Loved by the readers for their fearless judgments, hated by the Victims of your dreaded new York times, the 64 rubbed his-Year-old a reputation, which made it far on America. This is especially because the of criticized her, and in her delicate soul of the injured artist to return the criticism, sometimes prominently. A "One-woman Kamikaze", she said the American writer Norman Mailer, Jonathan Franzen held it to be "the stupidest Person in New York City," and in the "mirror" called the "Marcel Reich-Ranicki in the English-speaking literature".

Among the literati made them unpopular enough to time and again as a figure in their books.

in 1955, as the daughter of a Japanese mathematician and a US-Japanese-mother born, grew up as an only child in New Haven, Connecticut. Later, Kakutani, the Yale University to study literature. After her graduation, she first worked for the "Washington Post" and "Time" as a reporter, before moving in 1979 to the "New York Times". There they took over in 1983, the function of the literary critic, in 1998, she won the Pulitzer prize for criticism.

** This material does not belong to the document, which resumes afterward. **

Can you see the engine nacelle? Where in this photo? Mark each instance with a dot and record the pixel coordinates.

So famous, she was a critic, so faceless, they remained as Person. Kakutani never occurred to the public, neither in talk shows on literature events. However, they made among the literati unpopular enough to time and again as a figure in their books. In Philip Roth's novel "Sabbath's Theater" is immortalized as Kimiko, Kakizaki, and even in television series such as "Girls" or "Sex and the City", in the latter series, the main character Carry Bradshaw fears, your book could be magnetized "Kakutani" – destroyed – be. What you can achieve as a critic more than if the own Name is the Verb?

In 2017, she resigned unexpectedly as chief critic and published last summer, her first book, "death of truth – notes to the falsehood in the age of Donald Trump," which is now published in English. For the first time, you said in longer Interviews. But those who hoped to obtain from it information about the Person Kakutani will be disappointed. Also in her Interviews she remains strictly on-topic, which is close to her heart: that the presidential Trump America is at risk and the country needs to find as a democracy out of its crisis. Since you should also give your critics right.